For data that is approximately normally distributed, it is convenient to
think in terms of standard units. The standard unit of a value tells
us how many standard deviations away from the average it is.
Specifically, for a value x
from a vector X
, we define the value of
x
in standard units as z = (x - m)/s
with m
and s
the average
and standard deviation of X
, respectively. Why is this convenient?
First look back at the formula for the normal distribution and note that what is being exponentiated is \(-z^2/2\) with \(z\) equivalent to \(x\) in standard units. Because the maximum of \(e^{-z^2/2}\) is when \(z=0\), this explains why the maximum of the distribution occurs at the average. It also explains the symmetry since \(- z^2/2\) is symmetric around 0. Second, note that if we convert the normally distributed data to standard units, we can quickly know if, for example, a person is about average (\(z=0\)), one of the largest (\(z \approx 2\)), one of the smallest (\(z \approx -2\)), or an extremely rare occurrence (\(z > 3\) or \(z < -3\)).
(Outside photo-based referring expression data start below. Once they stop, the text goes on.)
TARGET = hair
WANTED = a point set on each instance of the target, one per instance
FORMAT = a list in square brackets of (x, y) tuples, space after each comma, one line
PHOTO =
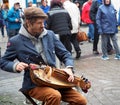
[(56, 3)]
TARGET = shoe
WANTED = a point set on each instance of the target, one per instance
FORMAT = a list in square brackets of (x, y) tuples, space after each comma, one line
[(78, 54), (95, 52), (111, 52), (105, 57), (117, 57)]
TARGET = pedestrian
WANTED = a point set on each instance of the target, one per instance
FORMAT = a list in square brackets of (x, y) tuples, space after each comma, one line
[(35, 41), (86, 19), (4, 10), (74, 13), (45, 7), (93, 11), (30, 4), (107, 25), (14, 20), (60, 22)]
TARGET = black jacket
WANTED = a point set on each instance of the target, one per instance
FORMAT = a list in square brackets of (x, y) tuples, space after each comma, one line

Remember that it does not matter what the original units are, these rules apply to any data that is approximately normal.
In R, we can obtain standard units using the function scale
:
z <- scale(x)
Now to see how many men are within 2 SDs from the average, we simply type:
mean(abs(z) < 2)
#> [1] 0.95
The proportion is about 95%, which is what the normal distribution predicts! To further confirm that, in fact, the approximation is a good one, we can use quantile-quantile plots.